Monday, March 23, 2015


Valinda Bolton
It was a stunning, spectacular and unexpected defeat. I lost a re-election bid in an Election Day tsunami that really had nothing to do with me personally, and yet had everything to do with me. The day after I found myself with a job that would soon end, and no plan and no prospects. It was a small glimpse into what David felt when he said "my eyes are worn out in angry sorrow" (Psalms 31:9) and when he felt "ridiculed by his adversaries" (31:11). And yes, if I'm honest I felt that many I had tried hard to serve had repaid me "evil for good, leaving me desolate" (35:12). 

What saw me through were faithful family and friends who loved me and treated me exactly the same post-election as they had before, which is to say, the same as they did before I was elected in the first place. They laughed at my jokes, asked for my opinion, sometimes got irritated at me for good reason, encouraged me, hung out with me, and propped me up. In short, my faith community was a Davidic voice holding out the truth that God is unfailingly faithful and that through God we will have the strength to bear the troubles we meet.

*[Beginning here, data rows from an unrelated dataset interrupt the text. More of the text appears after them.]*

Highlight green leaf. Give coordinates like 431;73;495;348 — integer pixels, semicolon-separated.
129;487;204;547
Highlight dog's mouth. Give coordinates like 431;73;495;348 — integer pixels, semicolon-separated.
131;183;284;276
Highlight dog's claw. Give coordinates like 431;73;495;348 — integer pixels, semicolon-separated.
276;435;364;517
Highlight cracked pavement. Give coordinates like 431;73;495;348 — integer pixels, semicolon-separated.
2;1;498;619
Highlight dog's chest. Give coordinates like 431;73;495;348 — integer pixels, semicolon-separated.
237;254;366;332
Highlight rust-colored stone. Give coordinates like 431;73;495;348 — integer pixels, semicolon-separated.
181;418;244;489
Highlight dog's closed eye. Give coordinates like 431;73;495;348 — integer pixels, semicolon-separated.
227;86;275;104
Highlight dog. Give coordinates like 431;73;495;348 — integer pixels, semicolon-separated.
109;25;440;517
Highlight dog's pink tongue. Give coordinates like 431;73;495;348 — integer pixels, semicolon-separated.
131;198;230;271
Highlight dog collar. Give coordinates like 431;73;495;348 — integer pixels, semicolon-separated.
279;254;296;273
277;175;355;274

My loss was relatively minor, but all around me and throughout my life there have been those who suffered so much more and hung on to their faith and belief in what God can do.  

They were like the great example of the blind man in John, who realizing all that Jesus risked in giving him sight, seems to say, I am bound to stand by him because of all he has done for me.  And because these good people believed it, I worked to believe it until eventually my sense of a loving God whose grace is available to all once again became stronger than a sense of God as capricious and arbitrary. Over and over I kept thinking of that wonderful hymn, Oh Love that Will Not Let Me Go.  Exile, especially self-imposed exile, is an ugly place and I avoided it.

When I first read the scriptures given to me to write this JourneyLent blog I thought, "Wow! What a random assortment of scriptures. What am I supposed to do with this?" It did occur to me that they were probably not pulled randomly out of a hat, but I couldn't seem to find a common thread. My initial take on trying to find a theme was something along the lines of: Life can be really hard, heart-breaking and scary; Grateful there is God! 

So I thought about it, mulled it over (which is kind of like praying with your eyes open), and, in the interest of full disclosure, read some commentaries written by people more knowledgeable than me. I thought about my own journey and the more difficult walk that others I love and admire have walked.  What I came away with as a theme for these verses taken together is: Life can be really hard, heart-breaking and scary; Grateful there's God! And Easter!

During this Lenten season do you have definitions of what it means to be successful that is keeping you from feeling the true depth of Gods grace given to you?
If you are facing struggles during this season, are there ways that your faith community can prop you up?  Will you let them?